4  Data Description

The data being used in this tutorial is from the ManyDogs Project, a large multi-lab collaboration where dogs from across the world all completed the same two behavioral tasks and information about the dog was collected via survey from owners. The two behavioral tasks were variations on a two-alternative object choice task. Simply put, dogs were asked to choose between two cups. In both tasks an unknown human pointed at the “correct” cup that had a treat under it. In one task, ostensive, pointing was accompanied with eye gazing and calling the dog’s name. In the other condition, non-ostensive, the unknown human simply pointed without other cues. There were also warm-up trials to familiarize the dog with the task as well as an odor control condition. I will not be using the odor control condition or warm up tasks in this tutorial but they are available in the dataset to explore later on as possible predictors of performance. The survey data collected included breed, age, sex of the dog, training frequency, and values from the CBARQ. The CBARQ is a widely used tool in the field of canine behavioral research, which assesses aspects of dog behavior, temperament, and personality. For a complete list of all variables in the dataset see the ManyDogs GitHub repository README file.

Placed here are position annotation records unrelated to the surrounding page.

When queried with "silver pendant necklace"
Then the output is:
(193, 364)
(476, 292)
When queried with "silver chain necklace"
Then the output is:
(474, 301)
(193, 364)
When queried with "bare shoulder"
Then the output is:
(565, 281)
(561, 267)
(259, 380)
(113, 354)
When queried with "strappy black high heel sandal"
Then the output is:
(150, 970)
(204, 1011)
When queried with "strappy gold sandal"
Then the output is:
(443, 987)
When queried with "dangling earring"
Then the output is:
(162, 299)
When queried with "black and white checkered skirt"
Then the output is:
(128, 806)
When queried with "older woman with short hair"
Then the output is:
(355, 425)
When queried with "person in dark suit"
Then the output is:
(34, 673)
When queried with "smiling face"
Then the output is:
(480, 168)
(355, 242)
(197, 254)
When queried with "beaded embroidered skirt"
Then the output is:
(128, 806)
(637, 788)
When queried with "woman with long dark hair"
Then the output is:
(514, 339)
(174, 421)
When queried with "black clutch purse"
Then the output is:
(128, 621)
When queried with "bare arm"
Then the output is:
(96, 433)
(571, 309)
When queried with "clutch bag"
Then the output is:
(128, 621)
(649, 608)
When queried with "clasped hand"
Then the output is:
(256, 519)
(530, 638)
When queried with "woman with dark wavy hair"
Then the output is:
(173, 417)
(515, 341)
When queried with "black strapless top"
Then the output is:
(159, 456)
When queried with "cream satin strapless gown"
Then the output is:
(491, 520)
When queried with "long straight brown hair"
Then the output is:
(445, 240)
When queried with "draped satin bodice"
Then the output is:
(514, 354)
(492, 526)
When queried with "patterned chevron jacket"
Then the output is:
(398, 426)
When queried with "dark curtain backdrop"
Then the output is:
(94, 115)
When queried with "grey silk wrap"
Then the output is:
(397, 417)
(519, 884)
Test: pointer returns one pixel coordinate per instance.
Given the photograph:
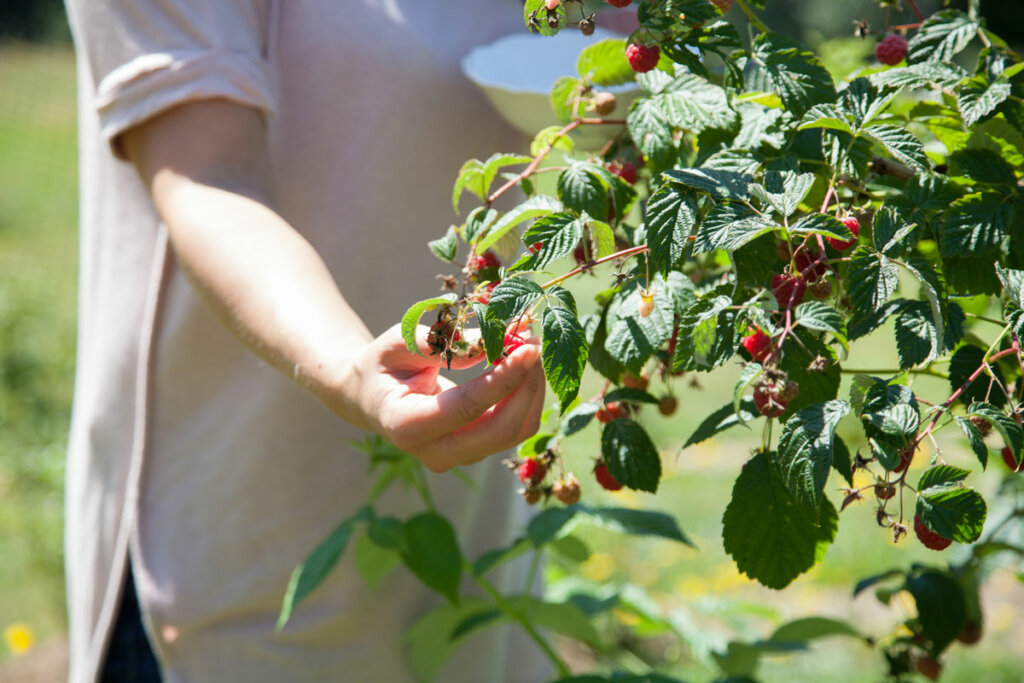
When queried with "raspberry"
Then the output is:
(843, 245)
(1008, 458)
(604, 103)
(486, 260)
(767, 402)
(891, 50)
(788, 290)
(604, 477)
(512, 342)
(625, 170)
(668, 404)
(929, 538)
(531, 471)
(758, 344)
(567, 489)
(642, 57)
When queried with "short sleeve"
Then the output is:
(145, 56)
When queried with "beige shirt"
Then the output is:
(217, 473)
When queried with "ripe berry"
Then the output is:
(788, 290)
(929, 538)
(767, 402)
(531, 471)
(604, 103)
(668, 404)
(842, 245)
(486, 260)
(567, 489)
(625, 170)
(604, 477)
(642, 57)
(891, 49)
(1008, 458)
(758, 344)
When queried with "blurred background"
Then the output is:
(38, 271)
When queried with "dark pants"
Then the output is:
(130, 658)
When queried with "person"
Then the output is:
(258, 181)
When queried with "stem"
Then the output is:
(518, 616)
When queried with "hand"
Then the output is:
(402, 396)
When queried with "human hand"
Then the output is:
(403, 397)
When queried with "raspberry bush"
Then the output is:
(752, 210)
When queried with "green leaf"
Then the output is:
(941, 37)
(512, 297)
(535, 207)
(805, 451)
(604, 62)
(797, 75)
(767, 532)
(941, 608)
(872, 280)
(432, 553)
(721, 420)
(631, 456)
(582, 187)
(558, 233)
(563, 353)
(411, 321)
(670, 217)
(446, 247)
(315, 568)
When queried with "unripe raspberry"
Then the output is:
(604, 103)
(531, 471)
(788, 290)
(1008, 458)
(604, 477)
(642, 57)
(567, 489)
(842, 245)
(668, 404)
(759, 345)
(891, 49)
(929, 538)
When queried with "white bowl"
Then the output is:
(517, 72)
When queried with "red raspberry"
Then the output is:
(843, 245)
(531, 471)
(604, 477)
(1008, 458)
(642, 57)
(929, 538)
(759, 345)
(625, 170)
(567, 489)
(512, 342)
(788, 290)
(668, 404)
(891, 50)
(486, 260)
(767, 402)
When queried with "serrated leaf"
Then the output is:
(411, 321)
(767, 532)
(563, 353)
(432, 554)
(670, 217)
(604, 62)
(631, 456)
(805, 451)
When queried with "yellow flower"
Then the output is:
(18, 637)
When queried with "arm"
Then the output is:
(207, 167)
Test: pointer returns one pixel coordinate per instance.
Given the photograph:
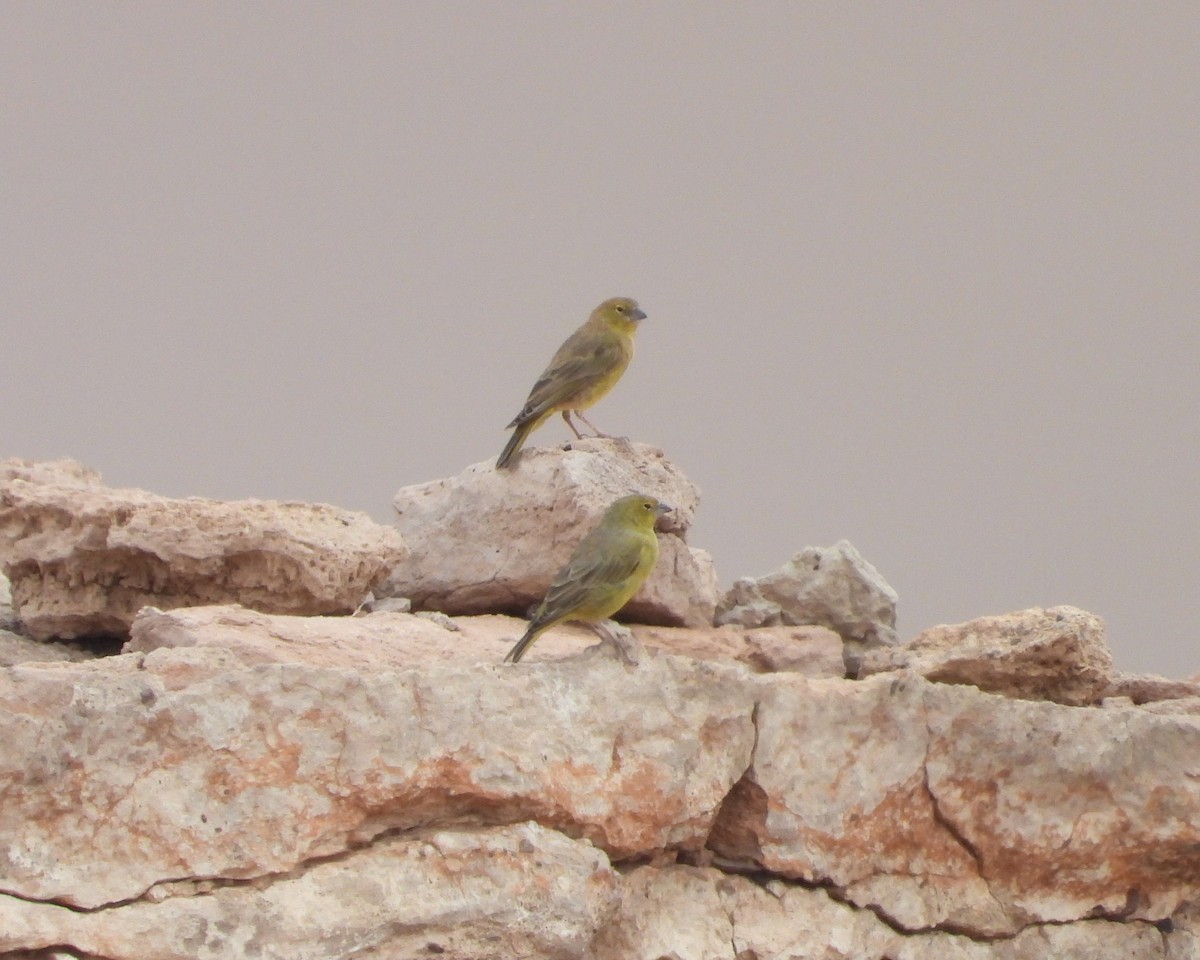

This dataset is a great example to use when investigating machine learning predictive classification models, as it has many possible predictors to investigate with a discrete binary dependent variable (i.e. whether the dog chose correctly). Furthermore, all the data from this project is available to anyone to share or adapt with attribution, which makes it ideal to use as a learning tool. To work through this tutorial with me, you will first need to download the data from the GitHub repository associated with the project and/or create a local clone of the project repo on your computer. I recommend using the GitHub desktop application to easily get and give information from/to a GitHub repository using a point and click method instead of the command line.